I’m not defending every book that uses this trope. I’m not convinced it has any merit. I personally think there are better and more interesting ways to write about redemption. I’m merely suggesting that we talk about books with nuance and in context. I’m begging us all to talk about characters with specificity, to dig into who wrote a book, and why, and what it’s trying to do, and who it’s serving — to look at all the messy angles instead of taking the easy way out, which is to say “don’t read it! it’s full of bad rep!” without any deeper analysis.

A while back, I stopped using the word problematic. If a book is riddled with racist stereotypes, I call it racist. If a book needlessly misgenders a character or uses their deadname over and over again, I call it transphobic. Language matters. Problematic is a vague phrase that can mean almost anything, and so is “rep.” So I’m not using it anymore. I won’t be talking about good rep or bad rep. I’m not going to praise a fun space opera with an entirely queer cast for having good rep. I’m not going to automatically pin the bad rep label on a novel with a queer protagonist who’s flawed and messy and says the wrong things.

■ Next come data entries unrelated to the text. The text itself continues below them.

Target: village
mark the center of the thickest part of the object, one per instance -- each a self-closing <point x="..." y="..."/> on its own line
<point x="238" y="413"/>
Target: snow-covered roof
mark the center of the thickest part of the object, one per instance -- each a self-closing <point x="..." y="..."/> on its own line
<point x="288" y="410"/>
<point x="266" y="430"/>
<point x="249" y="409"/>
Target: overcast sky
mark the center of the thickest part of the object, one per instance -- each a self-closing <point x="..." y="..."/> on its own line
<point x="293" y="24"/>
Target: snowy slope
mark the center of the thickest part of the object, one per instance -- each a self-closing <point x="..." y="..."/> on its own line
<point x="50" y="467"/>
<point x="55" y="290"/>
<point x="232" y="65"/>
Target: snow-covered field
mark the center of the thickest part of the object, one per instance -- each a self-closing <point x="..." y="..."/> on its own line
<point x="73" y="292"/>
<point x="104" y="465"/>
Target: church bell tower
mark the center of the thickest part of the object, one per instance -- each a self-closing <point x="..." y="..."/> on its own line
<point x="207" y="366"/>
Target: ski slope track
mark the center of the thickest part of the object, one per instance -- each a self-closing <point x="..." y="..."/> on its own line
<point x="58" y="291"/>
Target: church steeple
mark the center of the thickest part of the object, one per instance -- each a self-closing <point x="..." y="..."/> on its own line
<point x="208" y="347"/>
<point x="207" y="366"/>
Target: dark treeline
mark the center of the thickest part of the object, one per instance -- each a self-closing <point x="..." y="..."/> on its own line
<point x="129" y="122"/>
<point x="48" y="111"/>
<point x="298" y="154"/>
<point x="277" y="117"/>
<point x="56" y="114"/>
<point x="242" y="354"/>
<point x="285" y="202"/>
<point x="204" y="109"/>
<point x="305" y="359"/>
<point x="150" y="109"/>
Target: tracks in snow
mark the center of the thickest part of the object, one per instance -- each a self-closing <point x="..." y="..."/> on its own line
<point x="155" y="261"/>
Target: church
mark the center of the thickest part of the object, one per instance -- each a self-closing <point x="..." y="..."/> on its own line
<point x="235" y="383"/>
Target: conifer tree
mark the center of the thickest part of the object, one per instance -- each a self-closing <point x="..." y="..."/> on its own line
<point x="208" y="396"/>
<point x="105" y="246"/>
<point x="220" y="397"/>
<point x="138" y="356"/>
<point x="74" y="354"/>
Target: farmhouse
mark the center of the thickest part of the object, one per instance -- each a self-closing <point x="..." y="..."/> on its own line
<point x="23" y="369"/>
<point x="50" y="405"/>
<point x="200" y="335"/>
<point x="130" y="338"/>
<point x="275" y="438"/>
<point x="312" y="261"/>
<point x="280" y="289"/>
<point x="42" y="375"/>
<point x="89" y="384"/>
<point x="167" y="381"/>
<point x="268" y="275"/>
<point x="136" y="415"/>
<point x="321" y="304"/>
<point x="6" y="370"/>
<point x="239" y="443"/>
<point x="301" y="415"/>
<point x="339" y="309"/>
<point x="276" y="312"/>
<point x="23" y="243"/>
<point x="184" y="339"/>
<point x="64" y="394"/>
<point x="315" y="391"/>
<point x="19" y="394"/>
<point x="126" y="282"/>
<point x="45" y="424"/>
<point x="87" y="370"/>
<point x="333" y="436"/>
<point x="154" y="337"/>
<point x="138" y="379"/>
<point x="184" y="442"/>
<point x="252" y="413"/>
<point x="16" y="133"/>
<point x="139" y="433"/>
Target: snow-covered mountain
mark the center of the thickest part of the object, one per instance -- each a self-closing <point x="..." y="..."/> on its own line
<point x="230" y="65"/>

I will celebrate books that center queer characters because I love reading about my people. I will thoughtfully criticize books full of harmful tropes and characters that seem to reflect an author’s (conscious or unconscious) bias. It’s a small distinction, maybe, but I think it’s one that matters.

I long for a world in which representation in books doesn’t exist, because we are all represented. I long for a world in which it’s a given that books by queer and trans and disabled and BIPOC authors, and all authors from marginalized communities, are not only as common as books by white men, but are given the same marketing budgets. I long for a world in which these books are not banned. But this is not the world we live in, and so representation does exist, it must exist, and we have to talk about it and champion it and get real loud about it, because that is how we make change. But while we’re doing this work, while we’re having conversations about representation and what it means, maybe we can pause for just a minute to consider the language we use, and retire the flimsy phrases that flatten nuance and don’t actually serve us at all.